KHARTOUM, Sudan (CDN) — Sudanese National Security Intelligence and Security Service agents have arrested a Christian woman in a Darfur camp for displaced people, accusing her of converting Muslims to Christianity, said sources who fear she is being tortured.
At the same time, in Khartoum a Christian mother of a 2-month-old baby is wounded and destitute because she and her husband left Islam for Christianity.
In Darfur Region in northwestern Sudan, Hawa Abdalla Muhammad Saleh was arrested on May 9 in the Abu Shouk camp for Internally Displaced Persons in Al-Fashir, capital of North Darfur state, sources said.
Abdalla has yet to be officially charged, but authorities have accused her of possessing and distributing Bibles to others in the camp, including children. Sources said she could also be tried for apostasy, which carries the death sentence in Sudan.
Abdalla has been transferred to an unknown location in Khartoum, sources said, adding that they fear she could be tortured as she was detained and tortured for six days in 2009. Intelligence agents, they said, have been monitoring her movements for some time.
“There is no guarantee of her safety,” said one source in Darfur.
The U.S. Department of State’s International Religious Freedom Report 2010 notes that while Sudan’s Interim National Constitution provides for freedom of religion throughout the country, it establishes sharia (Islamic law) as a source of legislation in the north.
The arrest comes as northern Christians become more vulnerable to official and societal pressure with South Sudan set to split from the predominantly Muslim north on July 9. Adding to tensions was the north’s weekend military attack on Abyei Town, located in a disputed, oil-rich region to which both South Sudan and the north lay claim.
Knife Attacks
In Khartoum, the Christian couple with the newborn said they have come under attack for converting from Islam to Christianity.

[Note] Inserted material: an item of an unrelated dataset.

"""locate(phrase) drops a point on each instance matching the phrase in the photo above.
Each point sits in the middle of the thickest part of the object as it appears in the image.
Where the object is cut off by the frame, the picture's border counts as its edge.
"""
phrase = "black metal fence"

Omar Hassan and Amouna Ahamdi, both 27, said they fled Nyala, 120 kilometers (75 miles) southwest of El-Fashir, for Khartoum in June 2010, but knife-wielding, masked assailants on May 4 attacked the couple after relatives learned that they had converted from Islam to Christianity. Hassan told Compass that he and his wife were renting a house from her uncle in Khartoum, but he ordered them to leave after learning they had left Islam.
His wife was injured trying to protect him during the May 4 attack, he told Compass.
“I have been in Khartoum for six months, with no job to support my sick wife,” Hassan said. “Muslims invaded our house and, in an attempt to kill me, they knifed my wife in the hand.”
The knife pierced the palm of Ahamdi, who said her brother had stabbed her three times in the stomach nine months ago, seriously injuring her spleen, after she told him she had become a Christian.
“I feel pain, but my husband is alive, and we are praying that we get money for treatment for both my hand and the spleen,” she said.
In the violent outburst, her brother also broke her left leg. She was rushed to a local hospital, where personnel were reluctant to treat her because of her conversion, sources told Compass. Ultimately she was hospitalized in Nyala Teaching Hospital for three weeks – where she met Hassan, a recent convert who had also suffered for his faith who visited her after hearing how her family hurt her.
He said he found no one caring for her even though she was in agony. He called an Episcopal Church of Sudan (ECS) pastor to help her, and she was discharged after partial recovery – to the hostile home where she had been attacked.